Catching up on the series, I found my wave/physics knowledge a bit rusty to say the least when I was going through the first audio videos. Stuff like Period, Frequency/Pitch, Amplitude/Volume, Wavelength, Waveheight, etc got me confused.

So I wanted to share a few resources that helped me get back in shape, just in case somebody else is stuck or struggling the same. Back to school :D

Khan's: Amplitude, period, frequency and wavelength of periodic waves
Khan's: Sound Properties (Amplitude, Period, Frequency, Wavelength)
HMH Day 139: Introduction to Sound Mixing
Study.com: Waves, Sound and Light

Feel free to add any other resources you found useful too!

Thanks!
elxenoanizd/vexe

Edited by vexe on
Couple of things I didn't quite get:

0- Why is Casey calling this variable 'WavePeriod' when it's actually just 'SamplesPerCycle'. Because he's getting it by dividing SamplesPerSecond over ToneHZ (CyclesPerSecond). So...

Samples/Second / Cycles/Second =
Samples/Second * Second/Cycle =
Samples/Cycle

How is he considering that a 'period'? What I understood from the resources above, is that a period is the 'time' it takes to do a wavelength/finish a complete cycle.

1- When implementing the sound mixer, Casey mentioned that we should do the addition in float space, and cast back to int16 to avoid clipping. Well, doesn't that actually still clip? I mean, instead of adding the amplitudes in 16-bit space we're adding in 32-bit float space and casting back to 16-bit space, doesn't that produce the same result?
Adding values in 16-bit type won't work because you'll overflow. Try adding two samples: 20000 and 20000. What value you will get in signed 16-bit type? Signed 16-bit type can contain values only in [-32768..32767]. 20000+20000 is 40000, that will overflow into negative values. Typically you prevent it by clipping to min and max value - 40000 result will clip to 32767. Adding in floats gives much bigger range until it will start overflowing (to infinity). In practice float range is fine and you won't be adding so many sounds to overflow.

Edited by Mārtiņš Možeiko on
I know about the ranges. But what I'm saying is, 20000.0f + 20000.0f in float is 40000.0f right? Now cast 40000 to int16, don't we still get 32767? Unless I'm missing/misunderstanding something.
Yes, that's correct. If you have only these two values, then you'll get 32767 in both cases.

But if you are adding these three values: 20000, 20000, -20000. The result obviously is 20000, right?

With int16 calculations will go like this:
20000 + 20000 = 40000, clip to 32767.
32767 - 20000 = 12767. Result has wrong value!

With float calculations will go like this:
20000.0f + 20000.0f = 40000.0f
40000.0f - 20000.0f = 20000.0f
Convert 20000.0f to int16 and you get 20000. The result now is correct.

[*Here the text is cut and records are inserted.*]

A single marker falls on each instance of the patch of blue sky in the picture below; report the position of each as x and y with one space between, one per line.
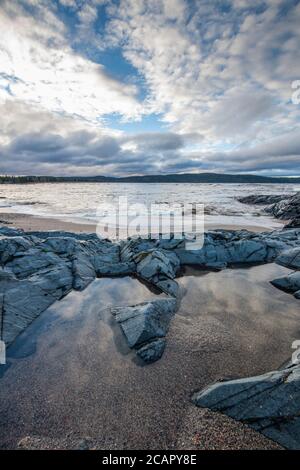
149 123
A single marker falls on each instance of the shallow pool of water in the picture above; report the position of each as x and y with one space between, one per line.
71 374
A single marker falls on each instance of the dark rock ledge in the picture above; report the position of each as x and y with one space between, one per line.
280 206
38 268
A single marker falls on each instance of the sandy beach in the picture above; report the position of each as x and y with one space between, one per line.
29 222
106 399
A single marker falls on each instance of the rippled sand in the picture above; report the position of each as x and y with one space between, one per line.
72 382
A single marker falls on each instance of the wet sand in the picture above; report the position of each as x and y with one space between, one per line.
71 381
33 223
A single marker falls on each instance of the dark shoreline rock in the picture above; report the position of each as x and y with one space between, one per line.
284 207
41 267
268 403
46 266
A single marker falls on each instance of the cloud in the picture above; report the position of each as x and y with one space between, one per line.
214 76
39 67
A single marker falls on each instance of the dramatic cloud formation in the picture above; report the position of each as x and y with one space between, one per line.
149 86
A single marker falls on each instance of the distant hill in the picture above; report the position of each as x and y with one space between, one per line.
171 178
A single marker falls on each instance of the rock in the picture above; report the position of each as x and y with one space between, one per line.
63 234
262 199
157 265
82 268
27 263
286 209
294 223
114 269
10 246
289 258
59 245
56 280
169 287
143 323
10 232
23 301
269 403
290 283
152 351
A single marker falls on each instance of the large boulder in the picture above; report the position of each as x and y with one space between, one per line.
22 301
144 323
286 209
289 258
157 265
269 403
12 246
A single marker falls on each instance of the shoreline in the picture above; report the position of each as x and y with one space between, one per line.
32 223
76 266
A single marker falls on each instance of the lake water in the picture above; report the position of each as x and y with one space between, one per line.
79 201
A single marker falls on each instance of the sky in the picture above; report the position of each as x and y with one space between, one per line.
126 87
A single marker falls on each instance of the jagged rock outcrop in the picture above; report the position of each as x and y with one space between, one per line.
145 326
283 207
269 403
294 223
45 266
287 209
290 283
290 258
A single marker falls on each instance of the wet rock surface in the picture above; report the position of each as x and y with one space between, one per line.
279 206
145 326
42 267
269 403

For floats clipping occurs only on final value, not on each intermediate step.
Of course it's not ideal, but not as bad as if you would clip for each intermediate value.

If you don't normalize audio to [-1.0..1.0] range when storing samples as float you could use just int32. No need for float.

Edited by Mārtiņš Možeiko on
Oh snap! Eye of the mmozeiko :D So it's basically reducing the _accumulating_ errors due to addition to a single failure point and not _all_ the errors.

Any thoughts on the WavePeriod thing?